2002 Mayer et al. donnent un aperçu concernant les bases biologiques - spécialement les moléculaires - de la dépendance d'opiacé. Sur la base d'une analyse littéraire et de propres études, en particulier sur la base des expériences d'animales, ils ont déterminé comme suit les bases neuronales du développement la toxicomanie: "L'effet d'euphorie de la morphine est basé sur une activation du faisceau de partie inférieure du lobe frontal du cerveau cité qui est considéré comme représentation cérébrale du «système de récompense».

Pour le développement de la dépendance, surtout sa qualité pourrait être responsable de déclencher une sensibilisation continuelle longtemps dans les régions limbiques et mésolimbiques du cerveau. Ces derniers sont interconnectés étroitement avec la formation de l'hippocampe dont l'importance pour des processus de mémoire et d'apprentissage est établi.

Ainsi à l'exemple par la cocaïne on informe, que l'hippocampe apparaît responsable de la dit mémoire et est lié fort de plier sobre des dépendants de drogues. Ce phénomène existe aussi pour la morphine. Il s'avère qu'une disposition génétique forte existe pour la susceptibilité de toxicomanie qui est basée en partie sur des polymorphismes dans les gènes des récepteurs d'opiacé. Les auteurs tirent les conclusions que le développement d'une dépendance d'opiacés part et représente un processus continu d'une disposition correspondante, avec lequel le comportement de réponse du cerveau change sur le moyen de toxicomanie et rend indépendant ainsi.

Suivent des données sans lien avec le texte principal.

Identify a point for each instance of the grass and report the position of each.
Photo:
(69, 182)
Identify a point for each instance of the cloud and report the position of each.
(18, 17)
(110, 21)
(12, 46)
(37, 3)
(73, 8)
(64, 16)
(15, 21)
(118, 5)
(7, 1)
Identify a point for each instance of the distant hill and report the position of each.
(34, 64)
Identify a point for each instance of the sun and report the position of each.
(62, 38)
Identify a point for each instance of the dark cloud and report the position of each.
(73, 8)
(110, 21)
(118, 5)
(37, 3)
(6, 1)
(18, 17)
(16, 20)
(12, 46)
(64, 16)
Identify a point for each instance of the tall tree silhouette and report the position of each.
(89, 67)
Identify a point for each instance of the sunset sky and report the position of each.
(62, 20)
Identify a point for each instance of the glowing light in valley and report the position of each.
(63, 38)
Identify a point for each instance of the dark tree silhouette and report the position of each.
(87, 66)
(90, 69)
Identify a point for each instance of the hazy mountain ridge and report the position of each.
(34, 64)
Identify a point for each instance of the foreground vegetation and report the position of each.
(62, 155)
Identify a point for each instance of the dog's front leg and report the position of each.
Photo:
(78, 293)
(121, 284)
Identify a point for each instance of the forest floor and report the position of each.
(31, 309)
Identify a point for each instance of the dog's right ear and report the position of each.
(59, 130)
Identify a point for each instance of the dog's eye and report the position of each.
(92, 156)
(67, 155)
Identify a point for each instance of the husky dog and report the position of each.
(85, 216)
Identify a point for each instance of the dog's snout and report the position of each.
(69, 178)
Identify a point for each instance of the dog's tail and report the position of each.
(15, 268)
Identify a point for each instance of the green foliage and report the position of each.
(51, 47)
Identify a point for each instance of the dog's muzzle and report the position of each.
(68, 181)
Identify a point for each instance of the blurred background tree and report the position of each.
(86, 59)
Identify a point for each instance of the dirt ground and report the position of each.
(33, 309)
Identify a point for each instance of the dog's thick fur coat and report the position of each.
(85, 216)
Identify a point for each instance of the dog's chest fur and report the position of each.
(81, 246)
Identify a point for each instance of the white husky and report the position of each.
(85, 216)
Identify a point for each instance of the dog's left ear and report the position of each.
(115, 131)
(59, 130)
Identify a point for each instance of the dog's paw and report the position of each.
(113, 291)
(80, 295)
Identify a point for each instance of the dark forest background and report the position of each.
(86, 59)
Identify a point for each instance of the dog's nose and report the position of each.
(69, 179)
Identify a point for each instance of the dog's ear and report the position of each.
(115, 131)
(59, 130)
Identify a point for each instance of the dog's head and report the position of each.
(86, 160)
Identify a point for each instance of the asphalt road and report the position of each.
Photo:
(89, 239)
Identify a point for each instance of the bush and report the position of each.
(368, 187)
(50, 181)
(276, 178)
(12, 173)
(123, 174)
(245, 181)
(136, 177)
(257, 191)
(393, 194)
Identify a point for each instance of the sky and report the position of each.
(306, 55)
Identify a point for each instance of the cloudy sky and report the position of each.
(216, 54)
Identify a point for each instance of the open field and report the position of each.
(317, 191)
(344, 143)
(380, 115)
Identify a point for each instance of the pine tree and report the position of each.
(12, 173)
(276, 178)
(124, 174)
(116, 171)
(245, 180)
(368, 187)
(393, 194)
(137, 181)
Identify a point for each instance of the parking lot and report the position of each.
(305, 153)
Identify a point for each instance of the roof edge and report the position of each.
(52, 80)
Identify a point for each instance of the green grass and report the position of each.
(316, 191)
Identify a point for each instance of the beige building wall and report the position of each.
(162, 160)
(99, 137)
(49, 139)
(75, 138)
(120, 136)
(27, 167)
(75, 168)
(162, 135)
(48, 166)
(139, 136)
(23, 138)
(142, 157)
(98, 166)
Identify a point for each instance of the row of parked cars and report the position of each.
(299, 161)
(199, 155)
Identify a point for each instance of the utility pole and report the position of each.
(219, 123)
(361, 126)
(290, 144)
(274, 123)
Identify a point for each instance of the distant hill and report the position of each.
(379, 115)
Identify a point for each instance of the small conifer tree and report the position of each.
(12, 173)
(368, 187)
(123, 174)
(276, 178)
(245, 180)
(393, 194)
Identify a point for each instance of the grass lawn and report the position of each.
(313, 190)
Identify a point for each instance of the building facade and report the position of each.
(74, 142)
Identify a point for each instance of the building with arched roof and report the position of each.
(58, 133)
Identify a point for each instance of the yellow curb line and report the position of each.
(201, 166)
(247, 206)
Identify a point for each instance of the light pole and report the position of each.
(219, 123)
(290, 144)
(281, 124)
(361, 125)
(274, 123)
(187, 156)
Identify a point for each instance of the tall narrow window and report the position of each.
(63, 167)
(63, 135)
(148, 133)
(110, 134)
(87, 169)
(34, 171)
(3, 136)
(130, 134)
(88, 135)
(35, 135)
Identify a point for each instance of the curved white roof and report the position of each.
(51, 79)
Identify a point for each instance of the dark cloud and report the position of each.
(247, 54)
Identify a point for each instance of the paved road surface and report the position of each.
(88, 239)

Comme excursions pour la consommation d'opiacés des situations de «stress» sont souvent trouvés, auquel cas la morphine peut déclencher ainsi la dynamique propre décrite en haut les réactions du cerveau d'antagonisme à des situations de stress. Comme recommandation thérapeutique «une intervention aussi précoce que possible dans le processus sous la forme de cascade du développement d'une dépendance» semble judicieuse aux auteurs.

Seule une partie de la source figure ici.